Who was Jane Carlyle?
Celebrity couples are nothing new. Victorian literary luminaries clustered at the home of writer Thomas Carlyle and his wife, but there was more to the woman known as Mrs Carlyle than her husband.
Jane Baillie Welsh
Thomas Carlyle met Jane Baillie Welsh in 1821. A doctor’s daughter from East Lothian, she was clever and – her mother thought – a cut above him. He fell in love with her at once.
Jane had feelings for her former tutor but Carlyle persisted and she eventually accepted him. She had come to need him as much as her ‘slippers or bonnet’, and they married in 1826.
Jane supported Carlyle’s literary ambitions, and in 1834 they moved to Chelsea in London where they became well-known figures.
Robert Tait’s portrait of the Carlyles depicts them in the parlour where they entertained guests including Dickens and Ruskin. Jane, not Carlyle, is at its compositional centre. Her company was sought as much as his. So respected was Jane that she was wrongly thought to have written Charlotte Brontë's celebrated novel, Jane Eyre.
Tait’s portrait depicts the couple in warm colours, but the atmosphere between the Carlyles could be frosty, even literally so at times as Jane complained that Carlyle insisted on keeping the doors and windows open in all weathers.
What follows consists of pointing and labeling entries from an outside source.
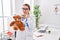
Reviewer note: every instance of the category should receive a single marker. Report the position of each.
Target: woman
(29, 22)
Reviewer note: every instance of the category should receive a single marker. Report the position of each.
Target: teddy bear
(17, 24)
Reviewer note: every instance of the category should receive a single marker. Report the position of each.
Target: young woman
(29, 21)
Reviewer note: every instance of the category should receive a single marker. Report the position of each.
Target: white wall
(47, 11)
(18, 6)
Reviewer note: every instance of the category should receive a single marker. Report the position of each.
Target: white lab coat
(27, 34)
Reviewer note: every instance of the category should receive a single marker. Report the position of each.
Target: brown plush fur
(17, 24)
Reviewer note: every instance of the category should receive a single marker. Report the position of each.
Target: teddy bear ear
(17, 16)
(12, 23)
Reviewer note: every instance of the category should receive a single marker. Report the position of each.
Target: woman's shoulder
(32, 16)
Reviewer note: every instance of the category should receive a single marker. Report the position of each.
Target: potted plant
(37, 14)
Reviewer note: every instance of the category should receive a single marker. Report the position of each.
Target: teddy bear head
(17, 23)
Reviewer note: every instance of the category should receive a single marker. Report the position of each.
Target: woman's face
(25, 9)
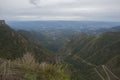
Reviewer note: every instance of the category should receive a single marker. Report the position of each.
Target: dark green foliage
(87, 52)
(14, 45)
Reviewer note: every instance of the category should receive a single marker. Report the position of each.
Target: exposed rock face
(2, 22)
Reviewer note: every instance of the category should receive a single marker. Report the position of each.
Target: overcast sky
(95, 10)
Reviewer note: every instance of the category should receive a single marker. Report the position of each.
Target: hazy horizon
(66, 10)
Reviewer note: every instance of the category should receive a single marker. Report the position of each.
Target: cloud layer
(98, 10)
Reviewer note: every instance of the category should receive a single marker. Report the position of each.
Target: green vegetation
(27, 68)
(86, 53)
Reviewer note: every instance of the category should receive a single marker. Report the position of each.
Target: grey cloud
(34, 2)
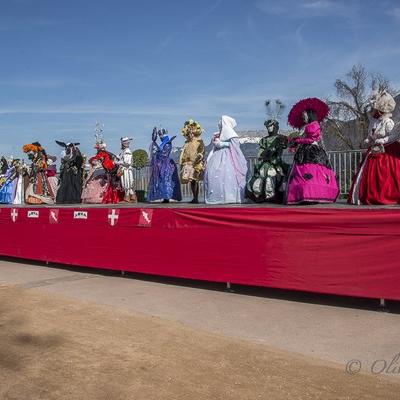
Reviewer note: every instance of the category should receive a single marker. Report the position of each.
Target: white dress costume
(126, 171)
(225, 176)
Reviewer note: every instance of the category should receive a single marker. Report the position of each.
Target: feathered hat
(191, 126)
(319, 107)
(34, 147)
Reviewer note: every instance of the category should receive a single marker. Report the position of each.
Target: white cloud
(307, 8)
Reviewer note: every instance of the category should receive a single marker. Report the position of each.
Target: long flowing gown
(164, 179)
(40, 190)
(378, 179)
(70, 189)
(95, 186)
(311, 178)
(9, 186)
(225, 177)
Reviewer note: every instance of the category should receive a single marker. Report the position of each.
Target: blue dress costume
(8, 184)
(164, 179)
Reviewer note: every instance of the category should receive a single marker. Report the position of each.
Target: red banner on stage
(338, 251)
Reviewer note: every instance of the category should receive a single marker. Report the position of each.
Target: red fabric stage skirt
(379, 177)
(348, 251)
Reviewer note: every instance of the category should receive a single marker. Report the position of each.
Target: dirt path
(53, 347)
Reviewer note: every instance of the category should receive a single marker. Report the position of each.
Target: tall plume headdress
(274, 113)
(99, 133)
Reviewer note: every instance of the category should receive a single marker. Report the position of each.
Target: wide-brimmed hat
(384, 102)
(319, 107)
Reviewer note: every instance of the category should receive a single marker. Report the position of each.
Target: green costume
(270, 171)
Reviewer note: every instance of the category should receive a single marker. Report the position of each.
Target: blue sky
(134, 64)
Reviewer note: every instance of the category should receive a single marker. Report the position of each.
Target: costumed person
(125, 171)
(3, 166)
(39, 189)
(192, 157)
(51, 174)
(378, 178)
(71, 171)
(267, 182)
(164, 179)
(111, 193)
(11, 184)
(226, 169)
(311, 178)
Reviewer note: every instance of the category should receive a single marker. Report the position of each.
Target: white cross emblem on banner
(14, 214)
(113, 217)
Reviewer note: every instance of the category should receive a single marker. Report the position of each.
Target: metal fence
(344, 163)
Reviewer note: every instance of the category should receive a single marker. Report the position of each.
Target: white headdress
(227, 125)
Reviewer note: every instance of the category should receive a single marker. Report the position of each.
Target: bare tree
(348, 120)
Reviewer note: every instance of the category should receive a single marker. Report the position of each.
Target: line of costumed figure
(309, 179)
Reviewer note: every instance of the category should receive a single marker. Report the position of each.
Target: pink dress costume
(311, 178)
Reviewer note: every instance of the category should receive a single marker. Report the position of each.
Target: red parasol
(320, 108)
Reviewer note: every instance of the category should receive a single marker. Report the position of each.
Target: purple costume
(164, 179)
(311, 178)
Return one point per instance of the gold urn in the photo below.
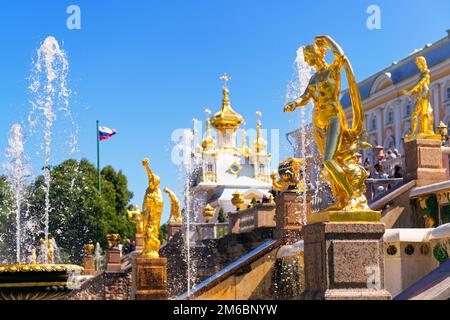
(237, 200)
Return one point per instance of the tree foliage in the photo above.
(79, 213)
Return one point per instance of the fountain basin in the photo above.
(37, 281)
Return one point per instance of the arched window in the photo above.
(373, 123)
(390, 117)
(408, 110)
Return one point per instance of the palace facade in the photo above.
(387, 111)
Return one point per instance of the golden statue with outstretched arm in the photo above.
(152, 211)
(175, 213)
(423, 114)
(336, 141)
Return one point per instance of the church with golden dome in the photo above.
(227, 164)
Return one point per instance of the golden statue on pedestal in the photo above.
(290, 172)
(152, 211)
(422, 117)
(336, 141)
(175, 212)
(137, 217)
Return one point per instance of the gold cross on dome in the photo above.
(225, 78)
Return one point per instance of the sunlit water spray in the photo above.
(49, 99)
(17, 172)
(188, 168)
(296, 87)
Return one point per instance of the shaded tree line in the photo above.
(79, 213)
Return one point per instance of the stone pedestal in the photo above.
(423, 162)
(113, 260)
(139, 242)
(289, 214)
(344, 261)
(151, 278)
(173, 229)
(89, 266)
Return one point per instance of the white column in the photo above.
(397, 123)
(379, 126)
(435, 104)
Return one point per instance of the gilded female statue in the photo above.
(336, 141)
(152, 211)
(423, 114)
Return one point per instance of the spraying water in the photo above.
(17, 171)
(50, 95)
(297, 86)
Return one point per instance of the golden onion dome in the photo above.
(208, 142)
(226, 118)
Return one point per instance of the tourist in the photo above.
(127, 246)
(379, 173)
(367, 164)
(391, 155)
(398, 172)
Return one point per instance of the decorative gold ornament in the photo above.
(89, 249)
(422, 124)
(175, 212)
(152, 211)
(137, 218)
(235, 168)
(49, 249)
(237, 200)
(336, 141)
(259, 145)
(245, 150)
(291, 174)
(442, 130)
(208, 212)
(226, 118)
(113, 240)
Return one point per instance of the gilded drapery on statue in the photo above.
(422, 124)
(337, 142)
(175, 212)
(152, 212)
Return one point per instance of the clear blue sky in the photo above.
(146, 68)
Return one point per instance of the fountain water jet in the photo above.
(296, 87)
(49, 90)
(17, 171)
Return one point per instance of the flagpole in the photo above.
(98, 161)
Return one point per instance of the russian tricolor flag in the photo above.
(105, 133)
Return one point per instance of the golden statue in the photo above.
(113, 240)
(337, 142)
(152, 211)
(50, 249)
(291, 175)
(422, 117)
(89, 249)
(175, 212)
(136, 216)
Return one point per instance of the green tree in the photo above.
(79, 213)
(221, 217)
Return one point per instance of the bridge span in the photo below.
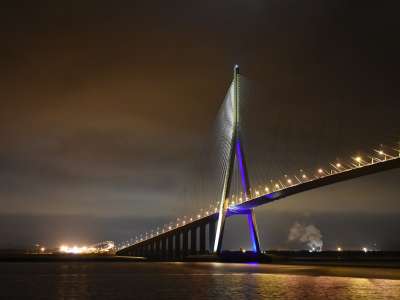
(191, 238)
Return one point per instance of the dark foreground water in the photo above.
(133, 280)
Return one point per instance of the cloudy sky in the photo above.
(106, 108)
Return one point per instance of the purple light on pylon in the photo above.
(239, 155)
(252, 232)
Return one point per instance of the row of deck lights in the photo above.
(337, 168)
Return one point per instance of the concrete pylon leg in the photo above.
(219, 233)
(164, 247)
(170, 246)
(178, 245)
(211, 234)
(193, 240)
(203, 238)
(185, 240)
(255, 241)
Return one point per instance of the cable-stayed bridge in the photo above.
(203, 232)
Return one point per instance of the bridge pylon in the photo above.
(236, 151)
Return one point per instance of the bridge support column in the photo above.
(185, 240)
(158, 254)
(178, 244)
(163, 247)
(211, 234)
(170, 246)
(193, 240)
(203, 238)
(151, 248)
(255, 241)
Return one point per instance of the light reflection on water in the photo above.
(181, 281)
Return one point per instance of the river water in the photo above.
(133, 280)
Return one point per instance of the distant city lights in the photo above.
(102, 247)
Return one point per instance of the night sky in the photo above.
(106, 107)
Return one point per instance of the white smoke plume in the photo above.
(306, 234)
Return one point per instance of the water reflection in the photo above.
(186, 281)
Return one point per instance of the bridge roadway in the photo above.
(177, 243)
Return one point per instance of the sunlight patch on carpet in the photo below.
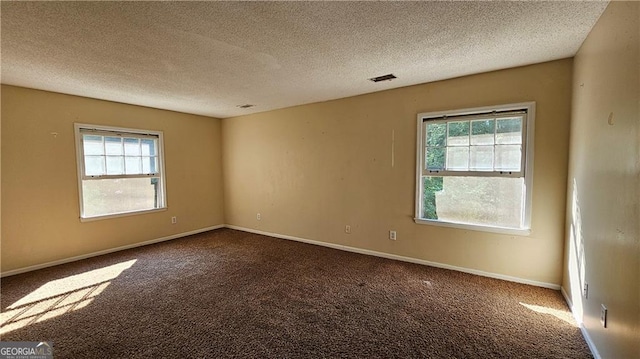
(60, 296)
(560, 314)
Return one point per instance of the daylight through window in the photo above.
(119, 170)
(475, 168)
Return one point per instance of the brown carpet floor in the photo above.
(231, 294)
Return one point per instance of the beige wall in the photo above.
(310, 170)
(603, 214)
(40, 214)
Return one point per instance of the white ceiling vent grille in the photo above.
(388, 77)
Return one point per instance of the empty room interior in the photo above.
(321, 179)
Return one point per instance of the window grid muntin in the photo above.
(152, 159)
(495, 116)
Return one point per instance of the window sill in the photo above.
(475, 227)
(123, 214)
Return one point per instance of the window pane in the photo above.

Carlyle was difficult and Jane was hurt by his friendship with society hostess Lady Ashburton. Jane became close to the writer Geraldine Jewsbury, whose novels she helped edit.
Jane suffered from mysterious pains and took morphine, leading some biographers to think her symptoms were a manifestation of intellectual frustration. Had she sacrificed her literary potential for Carlyle’s?
After Jane’s death in 1866, Carlyle read her letters and realised how troubled she was. Remorseful, he wrote a reminiscence and entrusted it to the historian J.A. Froude.
Froude published the reminiscence following Carlyle's death in 1881. The Carlyles’ relatives were outraged but Froude insisted he was fulfilling Carlyle’s wishes.
Speculation grew that the Carlyles had never consummated their marriage, and Virginia Woolf suggested that the relationship between Jane and Jewsbury had indeed been romantic.
The revelation of Jane’s unhappiness with Carlyle tarnished the Victorian ideal of the benevolent patriarch.
But scandal obscured the complexity of the Carlyles’ relationship. They were intellectual companions. In their drawing room stands a screen which Jane decorated with prints of people and places Carlyle wrote about.
Carlyle himself recognised that Jane’s many letters – now available online – had literary merit. Witty and insightful, they provoke the question: should we study only writers who write for publication?